The trio had made 28 short films between 1998 and 2002, which were shown as part of the live show. The shorts cover various topics such as searching for Santa, mustache growing, pizza eating, and other absurd situations. The group cleaned up much of its material for the show, much of which had been often derived from taboo or adult topics like necrophilia and dildos.

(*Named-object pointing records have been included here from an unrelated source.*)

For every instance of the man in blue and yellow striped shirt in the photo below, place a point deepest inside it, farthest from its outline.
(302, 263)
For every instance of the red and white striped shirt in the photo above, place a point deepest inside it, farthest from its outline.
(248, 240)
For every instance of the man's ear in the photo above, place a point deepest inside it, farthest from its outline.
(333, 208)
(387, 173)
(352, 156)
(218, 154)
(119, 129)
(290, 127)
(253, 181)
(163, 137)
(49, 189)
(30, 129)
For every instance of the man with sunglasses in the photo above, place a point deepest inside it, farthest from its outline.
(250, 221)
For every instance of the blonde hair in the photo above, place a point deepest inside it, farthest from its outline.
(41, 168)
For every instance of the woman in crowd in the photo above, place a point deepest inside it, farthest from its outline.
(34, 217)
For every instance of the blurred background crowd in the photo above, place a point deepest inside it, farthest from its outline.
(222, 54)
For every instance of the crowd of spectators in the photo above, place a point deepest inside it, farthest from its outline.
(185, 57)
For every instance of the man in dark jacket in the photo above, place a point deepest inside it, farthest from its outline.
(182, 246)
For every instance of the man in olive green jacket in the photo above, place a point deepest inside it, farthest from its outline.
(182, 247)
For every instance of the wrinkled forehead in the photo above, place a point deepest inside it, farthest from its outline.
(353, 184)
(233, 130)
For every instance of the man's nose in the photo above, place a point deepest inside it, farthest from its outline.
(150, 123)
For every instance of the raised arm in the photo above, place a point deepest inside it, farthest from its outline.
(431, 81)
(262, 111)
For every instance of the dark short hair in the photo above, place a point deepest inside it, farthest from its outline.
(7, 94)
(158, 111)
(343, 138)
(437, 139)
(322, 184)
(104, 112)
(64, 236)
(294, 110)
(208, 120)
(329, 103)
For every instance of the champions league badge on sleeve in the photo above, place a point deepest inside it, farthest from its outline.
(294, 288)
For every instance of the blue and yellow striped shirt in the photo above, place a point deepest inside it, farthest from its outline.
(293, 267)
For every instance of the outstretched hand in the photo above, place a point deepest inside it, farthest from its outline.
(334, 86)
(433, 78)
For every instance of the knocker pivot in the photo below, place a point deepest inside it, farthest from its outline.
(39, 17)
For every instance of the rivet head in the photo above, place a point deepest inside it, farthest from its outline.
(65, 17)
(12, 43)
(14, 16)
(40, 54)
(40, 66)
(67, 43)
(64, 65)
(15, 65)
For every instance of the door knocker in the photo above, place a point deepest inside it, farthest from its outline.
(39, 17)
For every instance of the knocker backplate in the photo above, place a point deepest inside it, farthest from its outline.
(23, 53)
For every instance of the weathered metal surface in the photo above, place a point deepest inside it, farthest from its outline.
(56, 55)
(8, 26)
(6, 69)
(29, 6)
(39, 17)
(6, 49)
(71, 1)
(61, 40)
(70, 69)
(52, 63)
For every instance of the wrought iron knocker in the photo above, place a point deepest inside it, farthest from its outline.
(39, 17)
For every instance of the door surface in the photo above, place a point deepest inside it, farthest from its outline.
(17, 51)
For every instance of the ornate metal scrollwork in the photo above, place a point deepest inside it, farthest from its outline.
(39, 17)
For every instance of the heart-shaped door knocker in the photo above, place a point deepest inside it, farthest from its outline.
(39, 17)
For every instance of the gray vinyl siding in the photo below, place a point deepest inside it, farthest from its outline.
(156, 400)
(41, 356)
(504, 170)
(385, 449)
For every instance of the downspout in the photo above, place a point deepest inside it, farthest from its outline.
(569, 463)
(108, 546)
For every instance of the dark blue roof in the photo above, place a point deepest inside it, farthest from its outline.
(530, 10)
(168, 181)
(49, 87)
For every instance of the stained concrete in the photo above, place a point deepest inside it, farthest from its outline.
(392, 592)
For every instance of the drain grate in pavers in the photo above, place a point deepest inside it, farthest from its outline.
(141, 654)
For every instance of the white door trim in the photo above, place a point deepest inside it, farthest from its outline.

The show employs absurdist humor. Notable guest stars include Paul Rudd, Rashida Jones, Sam Rockwell, Topher Grace, Tim Blake Nelson, Alan Ruck, Janeane Garofalo, Elizabeth Banks, and Edward Norton.

==Episodes==

| No. | Title | Original release date | Prod. code |
| 1 | "Pilot" | June 28, 2005 | 101 |
The guys are kicked out of their apartment after finally pushing their landlord too far.
| 2 | "Campaign" | July 5, 2005 | 102 |
When Michael Ian Black decides to run for president of the resident's board, David is left on the outs doing menial internship work.
| 3 | "Office Party" | July 12, 2005 | 105 |
The guys get invited to one of their neighbors' office party and run afoul of a couple of stereotypical office jerks. They plot their revenge at the next company picnic.
| 4 | "Coffee Shop" | July 19, 2005 | 103 |
When the girls downstairs have a fight, the guys tell them the story of the time their friendship was almost destroyed by their competing coffee shop jobs.
| 5 | "Paper Route" | July 26, 2005 | 104 |
After running over the paperboy, Kevin O'Malley, the guys take over his paper route, but get discouraged after getting beaten up by bullies. They set out to teach the bullies about the power of friendship.
| 6 | "Meeting Girls" | August 2, 2005 | 107 |
The guys dance in a bar and become popular. While they are there, Michael Ian Black and Michael Showalter get dates and David does not. Problems ensue, and soon, Michael and Michael move out, and David is forced to replace them with new roommates as they begin their lives with their new significant others. David's new roommate Jeremy in this episode is played by Josh Charles, Michael Ian Black's girlfriend Tamara is played by Elizabeth Banks, and a scene from this episode was filmed at Alfred Lerner Hall.
| 7 | "Camping" | August 9, 2005 | 106 |
Tired of working, the guys take a vacation to the forest, where they quickly get lost.
| 8 | "Novel" | August 16, 2005 | 108 |
Inspired by famous author Jane Burroughs (who is played by Janeane Garofalo), the trio tries their hand at writing. They show their manuscript to Jane, who steals it, with the intention of publishing it under her own name.
| 9 | "Vegetables" | August 23, 2005 | 109 |
The guys decide to grow their own vegetables on their apartment floor to save money.
| 10 | "Amusement Park" | August 30, 2005 | 110 |
The guys are excited to go on a trip to the amusement park to alleviate their irritation with each other, but the trip is ruined by rainy weather. The girls downstairs recommend visiting a psychiatrist, who commits them after they have a fight in his office.